Le texte n’interdit pas la mise sur le marché des biens non rénovés après ces échéances. En revanche, ces logements pourront être considérés comme « indécents ». Le locataire sera alors en droit d’attaquer son bailleur en justice et d’exiger des réparations.
Statu quo pour les propriétaires occupants
La Fondation Nicolas Hulot et la Commission Citoyenne pour le climat espéraient une mesure forte concernant les 3 millions de ménages propriétaires qui habitent dans des passoires thermiques. Les Français eux-mêmes se disent favorables à une obligation de rénovation de leur logement, à condition de bénéficier d’un soutien public conséquent, selon un sondage mené par l’ADEME en 2020.
La loi Climat prend tout le monde à contre-pied : l’obligation progressive de rénovation de passoires thermiques occupées par leur propriétaire n’est donc pas pour tout de suite. Pourtant, cette transition aurait pu aider les ménages à diviser leur facture d’énergie par 4 ou par 6 en portant la performance énergétique de leur logement à la catégorie B ou A. Sans oublier qu’un bâtiment moins énergivore accroîtrait automatiquement sa valeur marchande.
Plusieurs ONG regrettent cet oubli volontaire. Rejoignant un commentaire du Haut conseil pour le climat, elles craignent que cette omission ne retarde les avancées climatiques de la France. Rappelons que le logement en France est responsable de 18% des émissions totales de GES et représente 40 % de la consommation totale d’énergie.

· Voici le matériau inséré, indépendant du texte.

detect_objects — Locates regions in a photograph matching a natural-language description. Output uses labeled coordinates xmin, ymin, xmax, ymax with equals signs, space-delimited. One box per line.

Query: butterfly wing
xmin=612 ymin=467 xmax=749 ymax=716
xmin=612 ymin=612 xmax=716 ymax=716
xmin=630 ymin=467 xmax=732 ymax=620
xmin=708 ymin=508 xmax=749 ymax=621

La loi Climat et Résilience reflète au final la posture bancale de la France en matière de transition énergétique. Malgré une opinion publique largement favorable à plus d’efforts, le gouvernement hésite à trancher.
On comprend aisément que les enjeux géopolitiques et financiers pèsent sur la balance et expliquent en partie la lenteur des décisions des pouvoirs publics. Cependant, alors que les dirigeants se perdent dans des tergiversations inutiles, l’échéance de 2050, celle de la neutralité carbone, approche.